Cet amour-là

"Elle dit: non, ne pleurez pas, ce n'est pas triste, en rien, en aucun cas. Il s'agit de vous et de pas vous, oubliez votre personne, ça n'a aucune importance. Il ne faut pas se prendre pour un héros. Vous êtes rien. C'est ce qui me plaît. Restez comme ça. Ne changez pas. Restez.
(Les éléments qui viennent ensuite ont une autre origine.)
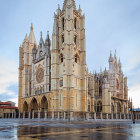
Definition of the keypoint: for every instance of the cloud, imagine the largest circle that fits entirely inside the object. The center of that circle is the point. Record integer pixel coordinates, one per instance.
(8, 78)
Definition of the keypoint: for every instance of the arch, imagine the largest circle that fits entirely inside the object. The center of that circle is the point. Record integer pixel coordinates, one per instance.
(25, 107)
(99, 106)
(44, 103)
(34, 105)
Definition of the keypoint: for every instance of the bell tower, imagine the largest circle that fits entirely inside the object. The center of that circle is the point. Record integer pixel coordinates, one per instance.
(68, 61)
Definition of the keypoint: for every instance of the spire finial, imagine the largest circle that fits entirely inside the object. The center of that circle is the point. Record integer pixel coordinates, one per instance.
(58, 7)
(41, 34)
(32, 27)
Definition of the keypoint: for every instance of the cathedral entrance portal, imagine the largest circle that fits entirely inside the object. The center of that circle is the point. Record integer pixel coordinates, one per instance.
(44, 106)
On va lire ensemble."

Yann Andréa

 

je voulais donc nous voulions, et entrée, elle. devant la mer arrivée, un véhicule riche, neuf, qui avait roulé. nous étions arrivées à la mer, elle était là et il était mort. les boutiques et les portes et les perrons étaient, tenaient, une femme nous accueillait que nous payions. nous lui donnions de l’argent, elle, des lits. elle, ses histoires, que nous écoutions en compassion pour ne pas voir, ne pas dire, ce reste impossible de lui et d’elle, troublées par le bruit, le ressac, l’odeur, les galets que nous ne pouvions plus amener, ne pouvions plus faire polir, ne pouvions plus transformer. savais-je peut-être déjà le phare reproduit aux premières pages d’un livre. phare jusqu’alors inutile, ou normal, phare de station balnéaire devenu figure, devenu phare, repère, depuis qu’un livre et qu’un auteur cheminant le prenait pour départ, pour ancrage contre sa folie qui s’annonce là où pour nous se terre. phare. les frites alors, le poisson, le vinaigre sombre, les habitants, les vacanciers, n’appartenant jamais. la pauvre station dont ne restait pour moi, dont n’existait que la poste banche et rouge pour y avoir acheté, peut-être, un cerf-volant. la mer, pour n’y avoir jamais nagé. la mer infinie et grise, jamais regardée, jamais goûtée. les canons, non pour les situer, mais pour y grimper, l’image de mes jambes trop courtes étirée, doigts de pieds tendus, en appui pour s’élancer, s’ouvrir, enfourcher. canons sans histoires, promontoires, blancs, ou noirs, tandis que les potences sont blanches et que les drapeaux claquent à l’horizon un peu éteint de la mer du nord et que l’ambre reste et que l’herbe est verte, entretenue, ponctuée de bancs, de chemins asphaltés, de barrières. toujours à la mer j’ai voulu aller, elle avait demandé, c’est ce que j’avais trouvé : la mer, pour la mettre entre nous. forcément les canons les avoir pensés, avoir entendu dans la tête l’explosion, avoir imaginé la poudre, vu les étincelles, senti la chaleur, toutes les fois califourchon, probablement même un drapeau. à quoi bon. et la mer, cette mer jamais vue, cette plage si peu foulée, ces brise-lames. ce bois sombre et dressé, ces cabines, ces souvenirs qui ne sont pas miens et n’influencent pas, ne peuvent influencer mon rapport à ce lieu, tout au plus me permettent-ils d’être : là.